Re: long-range datatyping and rdfa/microdata from Dan Brickley on 2011-06-10 (public-rdf-wg@w3.org from June 2011)

From: Dan Brickley <danbri@danbri.org>
Date: Fri, 10 Jun 2011 09:03:11 +0200
To: Pat Hayes <phayes@ihmc.us>
Cc: RDF WG <public-rdf-wg@w3.org>
Message-ID: <BANLkTin7CCOHJ6C8U9TXEx7y+Z+9FExshw@mail.gmail.com>
On 10 June 2011 03:32, Pat Hayes <phayes@ihmc.us> wrote:
> On Jun 8, 2011, at 11:02 AM, Dan Brickley wrote:
>> Firstly, apologies I couldn't make today's call. I've spent my RDF'ing
>> time this week talking to a lot of people about schema.org,
>> rdfa/microdata etc.
>>
>> I want to bring something up  related to that: back in RDFCore WG we
>> called it "long range" data-typing, but didn't figure out a way to
>> make it work.
>
> I often tell people who say disparaging or condescending things about standardization that it took the RDFCore WG longer to decide how to write the number three than it takes to make a baby. One of the main reasons for this was trying something like a dozen different ways to try to make this 'long-range' datatyping work, none of which turned out to be viable for one reason or another.

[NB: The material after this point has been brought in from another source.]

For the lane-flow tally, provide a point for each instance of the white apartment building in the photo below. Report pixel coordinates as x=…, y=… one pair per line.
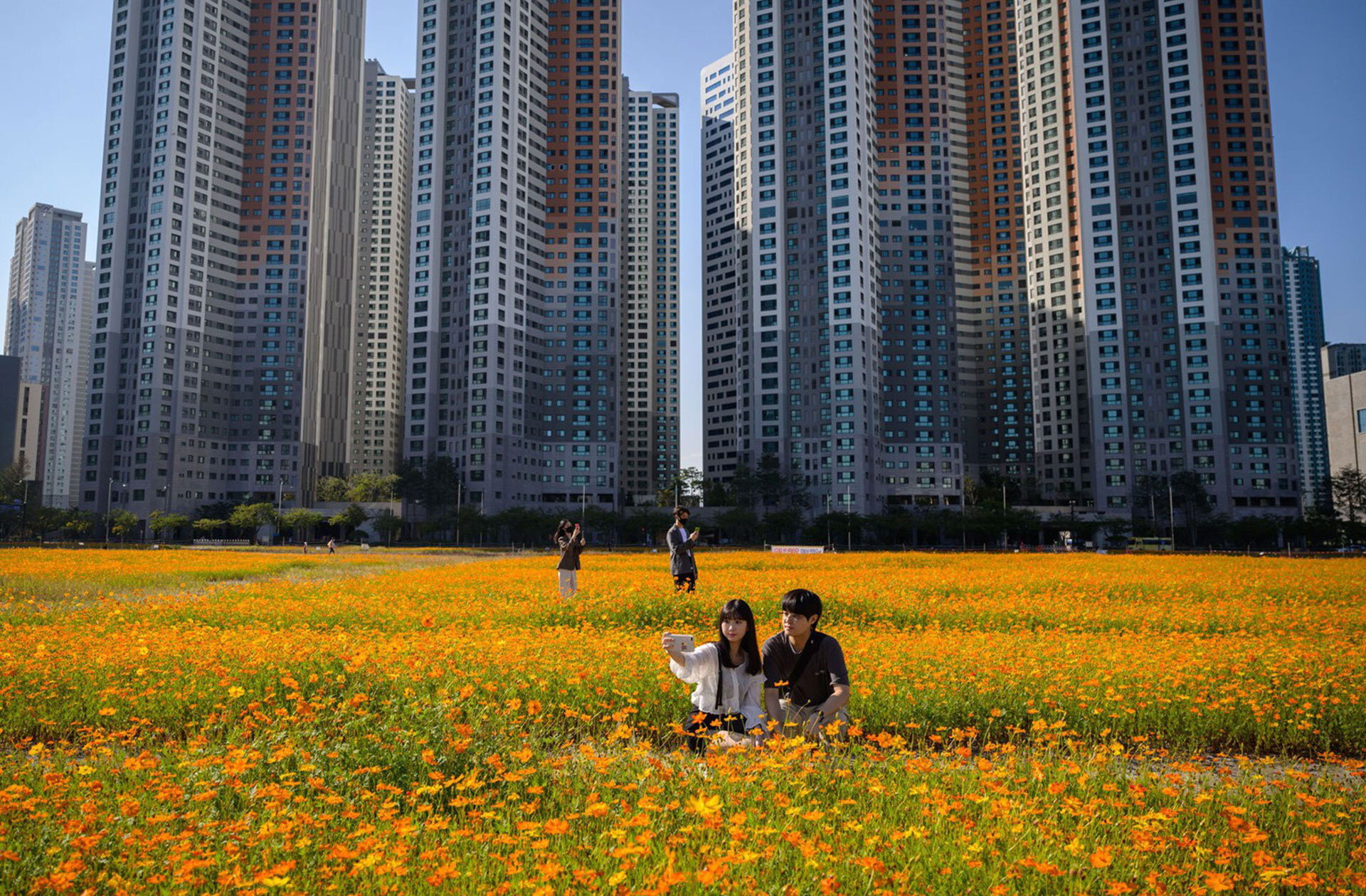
x=50, y=316
x=378, y=354
x=650, y=326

(Well, that state of affairs could also be evidence in support of
saying disparaging things about 'committee design'. But anyway... :)

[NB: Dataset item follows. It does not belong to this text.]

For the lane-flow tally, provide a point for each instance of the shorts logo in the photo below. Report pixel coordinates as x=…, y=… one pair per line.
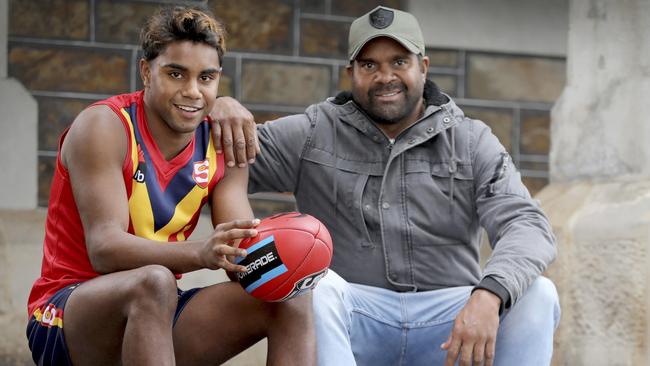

>> I'd appreciate if someone could articulate the connection to current discussion on literals
>
> I dont think it has any particular connection with the current discussion.

Ok. Sometimes a little change nearby in spec-space can have
unanticipated consequences elsewhere. For example perhaps also OWL2 is
more tolerant of certain scruffy arrangements than OWL1 is, making
people more tolerant of having mixed properties (foaf:age sometimes
carrying strings, sometimes integers). Or perhaps SPARQL 1.1 has some
relevant improvements / changes too? It's worth doing a quick mental
scan at least. Assuming we can remember the design choices from
2003/4. At least they are all publically archived, even if spread over
100s of mails...

>> , and suggest if there are ways we could make it work in 2011.
>
> I don't see why it should be any easier now than it was back then.

Yup, I think the core of the problem remains: what happens if the
typing information "falls off" and gets detached.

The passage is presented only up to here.